After Looting, Burning, Iraqi Archive Makes Comeback
Archive's head works to foster non-sectarian Iraqi pride, empowers women.
BAGHDAD, Dec. 16, 2007 — -- In the weeks after the U.S.-led invasion toppled Saddam Hussein in 2003, the charred, partly gutted Iraqi National Library and Archive became a symbol of the chaos and lawlessness that swept through the capital.
During a three-day rampage, looters pillaged and burned the building, stealing hundreds of rare, centuries-old Islamic documents and texts. Fire, smoke and water damaged much of what remained.
Mounir Bouchenaki, the deputy director-general of the U.N. cultural body Unesco called it "a catastrophe for the cultural heritage of Iraq."
Now, on the brink of the first anniversary of Saddam Hussein's death, and some four years since it was looted, the library's recovery is exceeding even the most optimistic predictions.

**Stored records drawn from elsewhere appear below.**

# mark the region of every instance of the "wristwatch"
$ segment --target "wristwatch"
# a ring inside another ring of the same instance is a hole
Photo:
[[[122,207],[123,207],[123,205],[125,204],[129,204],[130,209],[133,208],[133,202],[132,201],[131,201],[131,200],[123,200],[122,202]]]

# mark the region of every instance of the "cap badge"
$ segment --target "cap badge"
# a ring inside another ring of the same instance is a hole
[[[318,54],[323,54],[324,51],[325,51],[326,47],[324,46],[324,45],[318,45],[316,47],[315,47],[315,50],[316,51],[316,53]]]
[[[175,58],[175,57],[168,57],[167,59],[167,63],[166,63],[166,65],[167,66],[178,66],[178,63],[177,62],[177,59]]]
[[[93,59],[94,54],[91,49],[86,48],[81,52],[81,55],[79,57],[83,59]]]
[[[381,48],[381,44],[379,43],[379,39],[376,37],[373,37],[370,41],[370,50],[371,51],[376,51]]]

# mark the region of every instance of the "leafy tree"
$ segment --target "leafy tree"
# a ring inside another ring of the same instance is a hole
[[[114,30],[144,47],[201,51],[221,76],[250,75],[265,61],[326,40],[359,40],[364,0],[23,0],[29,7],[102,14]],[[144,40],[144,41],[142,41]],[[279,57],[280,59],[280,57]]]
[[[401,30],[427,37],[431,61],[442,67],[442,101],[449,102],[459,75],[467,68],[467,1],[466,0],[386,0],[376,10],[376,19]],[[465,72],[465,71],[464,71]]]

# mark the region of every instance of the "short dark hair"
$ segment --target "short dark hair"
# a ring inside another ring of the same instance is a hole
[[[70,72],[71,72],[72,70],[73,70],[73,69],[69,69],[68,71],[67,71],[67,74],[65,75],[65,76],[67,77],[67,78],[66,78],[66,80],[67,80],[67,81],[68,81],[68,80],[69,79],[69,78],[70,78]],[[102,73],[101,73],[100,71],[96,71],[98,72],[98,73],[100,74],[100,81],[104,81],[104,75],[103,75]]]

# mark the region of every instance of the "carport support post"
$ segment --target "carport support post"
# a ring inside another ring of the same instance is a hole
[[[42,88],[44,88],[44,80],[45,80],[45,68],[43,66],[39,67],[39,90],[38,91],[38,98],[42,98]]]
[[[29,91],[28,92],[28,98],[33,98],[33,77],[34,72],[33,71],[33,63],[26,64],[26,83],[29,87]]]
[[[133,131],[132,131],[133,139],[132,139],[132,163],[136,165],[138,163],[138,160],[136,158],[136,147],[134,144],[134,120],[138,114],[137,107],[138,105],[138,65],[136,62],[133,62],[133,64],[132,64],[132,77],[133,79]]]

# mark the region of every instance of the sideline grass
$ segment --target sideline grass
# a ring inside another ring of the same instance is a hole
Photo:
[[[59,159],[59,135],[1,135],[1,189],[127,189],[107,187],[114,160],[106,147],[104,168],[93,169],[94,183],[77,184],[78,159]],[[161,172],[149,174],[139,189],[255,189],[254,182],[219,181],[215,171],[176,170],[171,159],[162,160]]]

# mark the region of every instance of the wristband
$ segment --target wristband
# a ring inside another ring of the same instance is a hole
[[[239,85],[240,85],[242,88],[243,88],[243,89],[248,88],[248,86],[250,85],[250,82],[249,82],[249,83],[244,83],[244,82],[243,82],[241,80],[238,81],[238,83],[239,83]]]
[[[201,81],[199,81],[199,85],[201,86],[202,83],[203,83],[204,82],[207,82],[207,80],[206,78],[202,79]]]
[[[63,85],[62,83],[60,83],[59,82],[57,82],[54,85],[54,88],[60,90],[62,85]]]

Windows once shattered by stray bullets have been replaced. Fresh coats of paint cover newly renovated walls, and dozens of new desktop computers line refurbished work spaces. The library employed about 90 people before the war. Today, 400 mostly young staffers have turned it into a hive of activity.
"After the burnings and chaos, no one was in here but the dogs and cats," said Saad Eskander, a Baghdad-born ethnic Kurd who has run the archive since 2003. "Today the library is better than before the war."
An infusion of critical help from foreign non-governmental organizations is playing a key role in getting the archive back on its feet:
The archive is succeeding in other areas, too. Eskander has managed to keep sectarian divisions out of the building by fostering a sense of national pride among his young employees. Pictures of politicians and tribal leaders are banned from the building, as are deep discussions on religion or political policy.